We love where we are, but we need our own place. There are physical limitations at our temple on what we can do. When we design it for our own purposes, we can build it to accommodate what we need. For example, with a professional kitchen, we will be equipped for a lot more catering options. Even more important, Livnot is about building for the future, not just addressing present concerns. We need a new synagogue to go to the next level. This area’s really growing, and as members, we feel that it’s part of our duties and responsibilities not just to look at what’s good for us as an individual family, but what’s good for the next generation and the whole community.
What does this commitment mean to you as a family?
We feel that giving back is what’s important. You can’t just sit still in life. Life is about going forward and helping people. We try to impress that upon our children and set a good example for them. When you ride through life without helping other people, you’re missing three-quarters of what’s joyful – you’re just missing out.

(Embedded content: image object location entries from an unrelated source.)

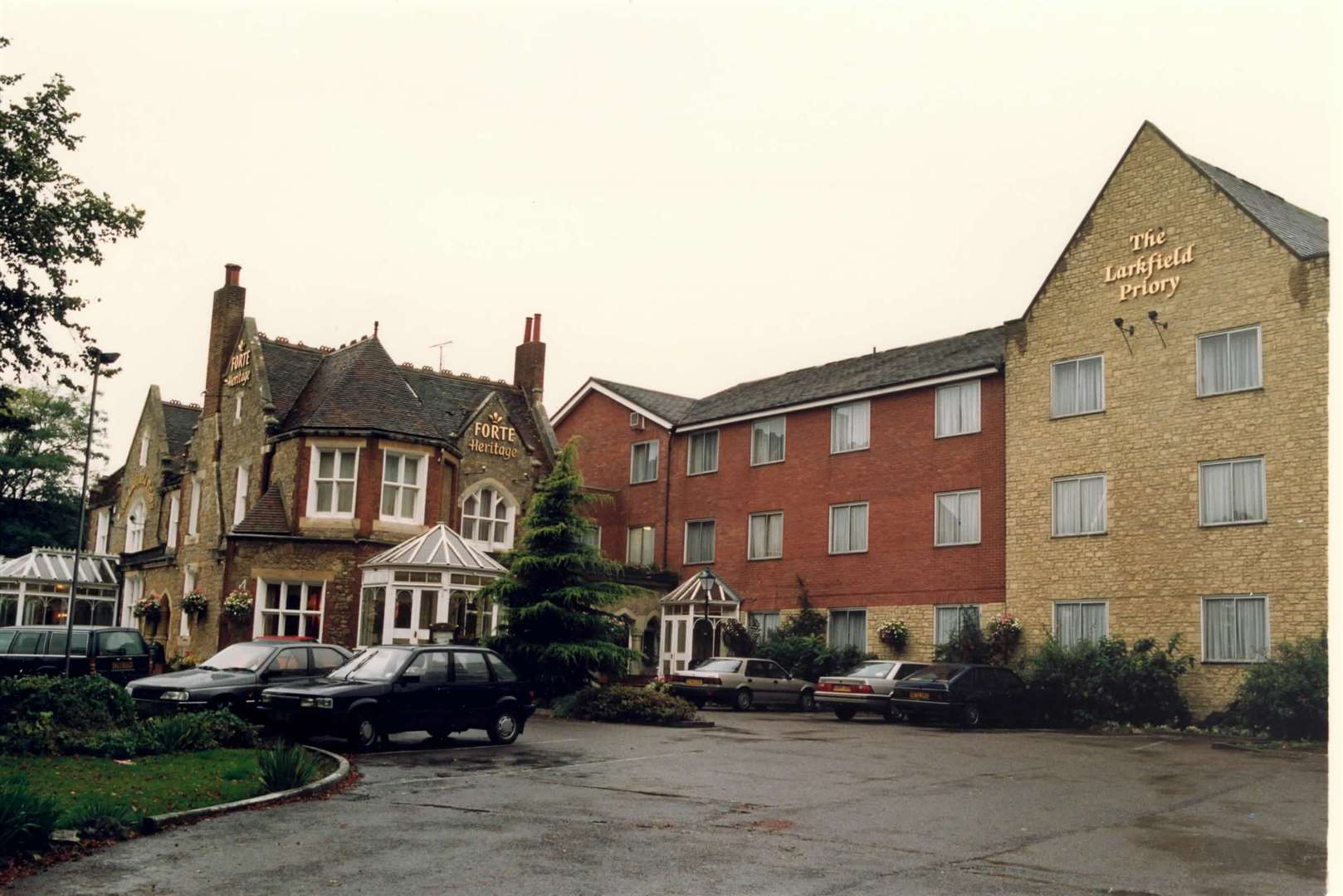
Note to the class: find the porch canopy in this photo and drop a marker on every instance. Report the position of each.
(432, 578)
(35, 589)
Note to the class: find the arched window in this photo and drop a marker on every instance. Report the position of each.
(488, 516)
(136, 527)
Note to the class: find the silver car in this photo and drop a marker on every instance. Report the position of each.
(865, 688)
(743, 683)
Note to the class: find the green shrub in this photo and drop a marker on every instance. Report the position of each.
(26, 818)
(1287, 696)
(285, 766)
(619, 703)
(101, 816)
(1099, 681)
(87, 703)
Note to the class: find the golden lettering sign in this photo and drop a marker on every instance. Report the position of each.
(499, 431)
(1143, 271)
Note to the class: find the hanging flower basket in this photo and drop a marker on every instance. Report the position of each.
(895, 633)
(193, 603)
(238, 605)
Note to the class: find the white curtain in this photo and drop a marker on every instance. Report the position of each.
(958, 409)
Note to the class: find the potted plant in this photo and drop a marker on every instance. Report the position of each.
(895, 633)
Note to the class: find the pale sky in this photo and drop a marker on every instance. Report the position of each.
(692, 195)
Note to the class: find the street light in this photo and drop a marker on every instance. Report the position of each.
(97, 358)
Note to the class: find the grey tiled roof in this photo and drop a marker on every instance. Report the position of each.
(1304, 232)
(669, 407)
(896, 366)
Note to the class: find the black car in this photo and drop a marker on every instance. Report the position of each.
(234, 677)
(970, 694)
(120, 655)
(386, 689)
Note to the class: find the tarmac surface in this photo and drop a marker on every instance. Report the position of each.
(766, 802)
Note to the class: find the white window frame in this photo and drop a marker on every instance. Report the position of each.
(656, 451)
(647, 536)
(1077, 360)
(938, 640)
(955, 388)
(867, 440)
(1228, 334)
(764, 514)
(1053, 617)
(193, 516)
(713, 542)
(313, 465)
(500, 496)
(784, 422)
(1053, 505)
(1202, 627)
(173, 518)
(867, 527)
(689, 455)
(936, 514)
(1232, 462)
(261, 611)
(241, 492)
(421, 480)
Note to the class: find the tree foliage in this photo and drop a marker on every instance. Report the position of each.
(49, 223)
(556, 633)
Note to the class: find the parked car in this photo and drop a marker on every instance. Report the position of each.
(865, 688)
(386, 689)
(960, 692)
(120, 655)
(743, 683)
(234, 677)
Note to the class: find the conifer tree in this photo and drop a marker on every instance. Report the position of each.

It’s what makes the world a much richer place. So participating in the Livnot campaign and investing in a new home for our congregation are an extension of what we’re already doing. But what makes it more special and exciting is that we will see the outcome.
The commitment over five years initially looked really big, but when we actually broke it down daily and weekly, it was completely doable for us. We just tightened up a little bit because we felt it was something that was truly needed, and we were happy to help. We think it’s our responsibility as members and as a community to support this endeavor. Even a little bit helps.
What prompted you to join Adat Chaverim?
We moved here in 2010 from Florida and joined shortly thereafter. We knew we had Bar Mitzvahs coming up and wanted to be in a Reform temple. Because my husband is not Jewish, we needed a congregation that would be welcoming to him and where he felt comfortable. Adat Chaverim was also so different from how I grew up in a large Jewish community that was very competitive. Here, just coming to services, even if you don’t know someone’s name, they’ll say hello and ask how you’re doing. And, my kids love sharing their successes under the chuppah at Friday night services. People here are just wonderful – it’s come as you are, do what you can. What’s also great is that people here are active and don’t wait for someone else to work hard. Everyone pitches in.
What have been the most meaningful experiences you’ve had as members?
Our son Harrison just had his Bar Mitzvah, so that’s top of mind. We worked with wonderful people – Rabbi Ben, Valerie, and his tutor – and were touched by the passion people have and the caring they show. There were so many compliments on the service and the warmth of our members from those who traveled to be part of our simcha. All my family said, “Wow – if we had a congregation like that, we would go more often!” We’re just so blessed to have that.
In addition to the luncheon on Saturday, we also hosted dinner at the temple on Friday night. It was easier for out-of-town guests; we wanted to support the synagogue; and Adat Chaverim is our home. We were very happy with how the Bar Mitzvah turned out.